The first bit of Wikibase code you will see in this call graph path is
Wikibase\Repo\Api\ModifyEntity::execute. This is the main execute method in the base class that is used by the API that we are calling. Moving to this Wikibase code we also lose another ~0.4 seconds due to my syntax highlighting issue that we can ignore.
Taking a look at the next level of methods in the order they run (roughly) we see most of the execution time.
|Method||Inclusive Wall time||Description|
|Wikibase\Repo\Api\ModifyEntity::loadEntityFromSavingHelper||~0.2 seconds||Load the entity (if exists) that is being edited|
|Wikibase\Repo\Api\EditEntity::getChangeOp||~0.6 seconds||Takes your API input and turns it into ChangeOp objects (previous post)|
|Wikibase\Repo\Api\ModifyEntity::checkPermissions||~0.3 seconds||Checks the user permissions to perform the action|
|Wikibase\Repo\Api\EditEntity::modifyEntity||~1.8 seconds||Take the ChangeOp objects and apply them to an Entity (previous post)|
|Wikibase\Repo\Api\EntitySavingHelper::attemptSaveEntity||~0.4 seconds||Take the Entity and persist it in the SQL database|
In the context of the Wikibase stakeholder group call I was in today that was talking about initial import speeds, and general editing speeds, what could I say about this?

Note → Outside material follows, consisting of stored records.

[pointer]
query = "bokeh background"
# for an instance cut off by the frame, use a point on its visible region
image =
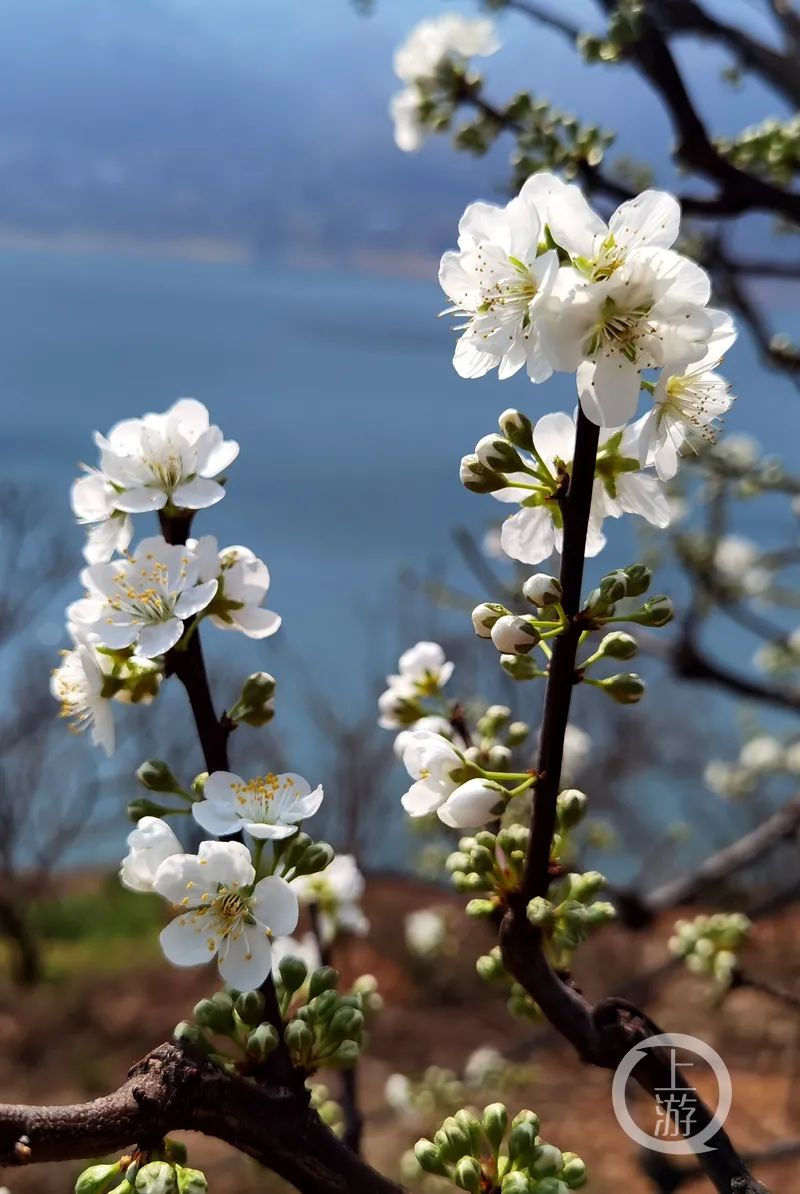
(203, 198)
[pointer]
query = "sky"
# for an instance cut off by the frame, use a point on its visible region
(262, 124)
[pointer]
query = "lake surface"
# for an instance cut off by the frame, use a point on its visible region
(351, 423)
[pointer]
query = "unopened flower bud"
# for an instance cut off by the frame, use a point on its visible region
(515, 635)
(250, 1008)
(518, 429)
(497, 454)
(496, 1124)
(325, 978)
(484, 617)
(157, 1177)
(571, 807)
(429, 1158)
(619, 645)
(191, 1181)
(542, 590)
(515, 1183)
(263, 1040)
(479, 479)
(157, 776)
(573, 1171)
(627, 688)
(97, 1179)
(639, 579)
(293, 972)
(468, 1175)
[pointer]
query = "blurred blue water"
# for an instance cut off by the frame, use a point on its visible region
(350, 417)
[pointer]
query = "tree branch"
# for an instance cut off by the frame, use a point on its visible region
(171, 1090)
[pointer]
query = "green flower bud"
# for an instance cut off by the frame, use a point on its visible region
(468, 1175)
(299, 1038)
(571, 807)
(639, 579)
(479, 479)
(540, 911)
(614, 586)
(143, 807)
(498, 455)
(322, 979)
(626, 688)
(263, 1040)
(515, 1183)
(522, 1143)
(619, 645)
(250, 1008)
(548, 1162)
(97, 1179)
(573, 1171)
(345, 1054)
(191, 1181)
(429, 1158)
(518, 429)
(210, 1014)
(496, 1124)
(293, 972)
(157, 776)
(186, 1033)
(485, 615)
(157, 1177)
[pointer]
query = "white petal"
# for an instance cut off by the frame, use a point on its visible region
(275, 904)
(246, 959)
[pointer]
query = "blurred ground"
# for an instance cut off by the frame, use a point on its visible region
(108, 999)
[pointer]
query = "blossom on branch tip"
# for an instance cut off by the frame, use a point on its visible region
(223, 912)
(149, 844)
(142, 601)
(269, 806)
(78, 683)
(242, 580)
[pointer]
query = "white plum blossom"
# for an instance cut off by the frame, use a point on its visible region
(435, 725)
(499, 282)
(242, 580)
(78, 683)
(337, 892)
(535, 531)
(93, 500)
(435, 764)
(419, 60)
(149, 844)
(422, 671)
(648, 311)
(225, 912)
(425, 931)
(142, 601)
(166, 460)
(688, 401)
(268, 806)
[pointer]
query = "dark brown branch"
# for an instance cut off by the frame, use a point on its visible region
(604, 1033)
(171, 1090)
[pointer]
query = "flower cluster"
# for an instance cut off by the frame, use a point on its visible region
(431, 65)
(141, 603)
(547, 285)
(708, 943)
(471, 1152)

- Why spend 0.3 seconds of an API call checking permissions? Perhaps you are are doing your initial import in a rather “safe” environment. Perhaps You don’t care about all of the permissions that are checked?
- Permissions are currnetly checked in 3 places for this call. 1) upfront 2) if we need to create a new item 3) just before saving. In total this makes up ~0.6 seconds according to the profiling.

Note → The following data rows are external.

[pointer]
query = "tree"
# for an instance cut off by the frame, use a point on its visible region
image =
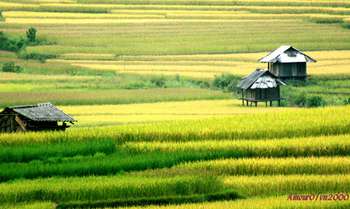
(31, 35)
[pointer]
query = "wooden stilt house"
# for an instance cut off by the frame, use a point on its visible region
(286, 62)
(260, 86)
(39, 117)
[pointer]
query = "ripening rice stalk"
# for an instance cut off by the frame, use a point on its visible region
(305, 146)
(104, 187)
(288, 184)
(287, 123)
(267, 166)
(280, 202)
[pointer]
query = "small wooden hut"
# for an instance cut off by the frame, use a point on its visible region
(286, 62)
(39, 117)
(260, 86)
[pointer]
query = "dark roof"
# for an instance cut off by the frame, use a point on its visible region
(280, 55)
(42, 112)
(249, 80)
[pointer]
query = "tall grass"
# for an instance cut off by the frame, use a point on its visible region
(35, 151)
(288, 184)
(280, 202)
(289, 123)
(263, 166)
(295, 147)
(107, 187)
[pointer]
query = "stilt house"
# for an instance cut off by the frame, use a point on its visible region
(286, 62)
(260, 86)
(39, 117)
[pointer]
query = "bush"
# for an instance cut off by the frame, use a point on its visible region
(11, 67)
(31, 35)
(11, 44)
(1, 17)
(300, 100)
(315, 101)
(347, 101)
(159, 81)
(226, 82)
(37, 56)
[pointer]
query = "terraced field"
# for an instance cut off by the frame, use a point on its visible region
(153, 130)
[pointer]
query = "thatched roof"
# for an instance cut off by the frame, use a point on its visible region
(260, 79)
(286, 54)
(41, 112)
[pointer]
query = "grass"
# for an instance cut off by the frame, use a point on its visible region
(294, 147)
(256, 203)
(301, 123)
(122, 96)
(111, 53)
(106, 187)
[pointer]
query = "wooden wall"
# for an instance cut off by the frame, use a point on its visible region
(288, 70)
(263, 94)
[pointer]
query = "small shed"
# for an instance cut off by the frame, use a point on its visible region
(260, 86)
(39, 117)
(287, 62)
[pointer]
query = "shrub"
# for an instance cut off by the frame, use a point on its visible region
(226, 82)
(347, 101)
(31, 35)
(159, 81)
(315, 101)
(300, 100)
(11, 67)
(11, 44)
(1, 17)
(37, 56)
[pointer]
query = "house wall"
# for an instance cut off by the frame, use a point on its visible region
(262, 94)
(8, 123)
(288, 70)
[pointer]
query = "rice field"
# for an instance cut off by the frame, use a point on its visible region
(152, 130)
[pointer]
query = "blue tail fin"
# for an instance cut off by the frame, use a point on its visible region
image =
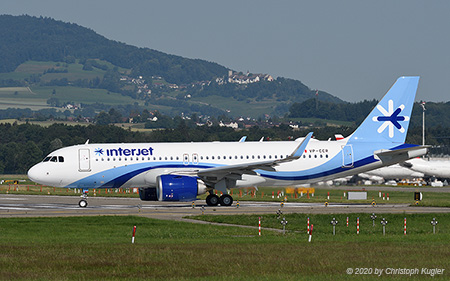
(389, 120)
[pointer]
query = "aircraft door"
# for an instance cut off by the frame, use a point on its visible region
(84, 160)
(347, 156)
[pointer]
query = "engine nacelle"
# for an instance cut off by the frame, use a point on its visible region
(148, 194)
(178, 188)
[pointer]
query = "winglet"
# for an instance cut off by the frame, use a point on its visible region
(243, 139)
(301, 148)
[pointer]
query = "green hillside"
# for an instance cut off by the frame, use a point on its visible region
(43, 54)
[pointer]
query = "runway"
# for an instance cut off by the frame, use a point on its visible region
(57, 206)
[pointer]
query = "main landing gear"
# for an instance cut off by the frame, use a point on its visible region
(83, 201)
(214, 200)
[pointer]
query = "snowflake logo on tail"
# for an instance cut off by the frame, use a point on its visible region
(390, 118)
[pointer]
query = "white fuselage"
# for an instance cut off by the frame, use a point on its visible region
(139, 164)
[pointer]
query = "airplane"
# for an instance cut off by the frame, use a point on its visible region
(392, 173)
(182, 171)
(431, 168)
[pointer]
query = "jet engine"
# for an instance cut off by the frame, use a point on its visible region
(173, 188)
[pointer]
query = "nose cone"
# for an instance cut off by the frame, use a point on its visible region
(36, 173)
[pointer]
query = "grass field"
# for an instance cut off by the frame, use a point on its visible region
(99, 248)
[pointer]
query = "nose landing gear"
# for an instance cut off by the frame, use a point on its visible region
(83, 201)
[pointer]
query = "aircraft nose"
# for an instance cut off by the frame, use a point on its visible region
(35, 173)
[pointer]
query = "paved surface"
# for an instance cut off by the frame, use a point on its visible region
(51, 206)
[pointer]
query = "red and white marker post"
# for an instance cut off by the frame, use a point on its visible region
(134, 233)
(310, 232)
(259, 226)
(404, 227)
(357, 225)
(307, 226)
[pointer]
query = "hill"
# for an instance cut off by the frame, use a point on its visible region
(43, 53)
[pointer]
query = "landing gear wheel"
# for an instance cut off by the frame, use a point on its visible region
(212, 200)
(82, 203)
(226, 200)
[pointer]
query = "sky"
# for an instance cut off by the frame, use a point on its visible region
(352, 49)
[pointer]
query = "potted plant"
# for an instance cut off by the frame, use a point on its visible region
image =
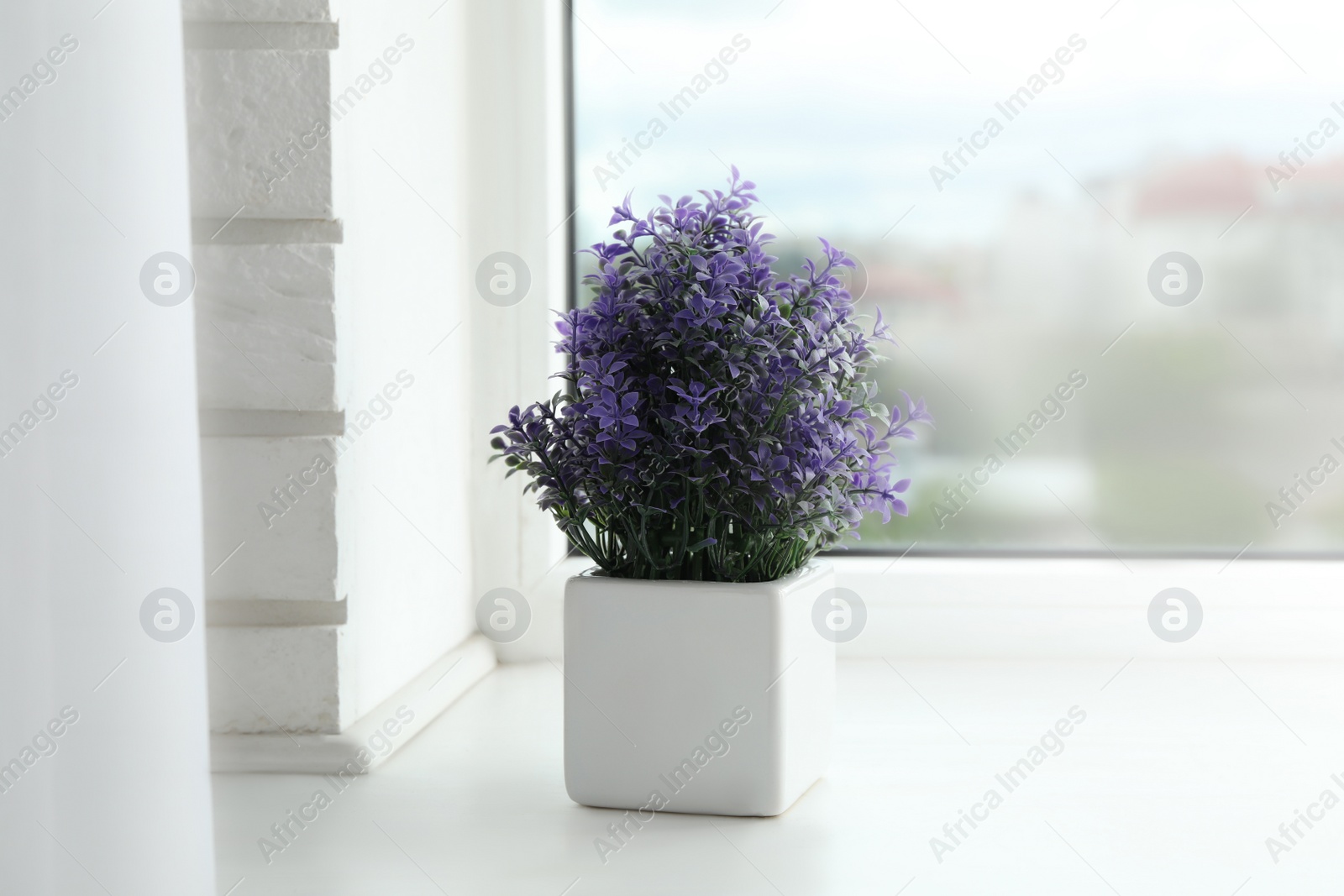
(718, 432)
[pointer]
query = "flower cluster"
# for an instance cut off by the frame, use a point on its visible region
(719, 422)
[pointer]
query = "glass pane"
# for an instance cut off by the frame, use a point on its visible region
(1106, 237)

- Putting the formed PHP Item object into the database actually only takes ~0.15 seconds.
- Checking the uniqueness of of labels and descriptions takes up ~1.2 seconds of validation of ChangeOps. Perhaps you don’t want that?
This is some of the last code to run as part of a request.
The name implies it, but to be clear this
PostOutputShutdown method runs after the user has been served with a request. Taking a look back at the user-perceived time of 3.6 seconds, we can see that the wall time of the whole request (5.2s) minus this post output shutdown (1.7s) is roughly 3.5 seconds.
As I stated in the call, Wikibase was created primarily with the usecase of Wikidata in mind. There was never a “mass data load” stage for Wikidata requiring extremely high edit rates in order to import thoughts or millions of items. Thus interfaces and internals do not tend to this usecase and optimizations or configurations that could be made have not been made.
I hope that this post will trigger some questions around expensive parts of the editing flow (in terms of time) and also springboard more folks into looking at profiling of either Wikidata and test.wikidata, or their own Wikibase installs.
For your specific use case you may see some easy wins with what is outlined above. But remember that this post and specific profiling is only the tip of the iceberg, and there are many other areas to look at.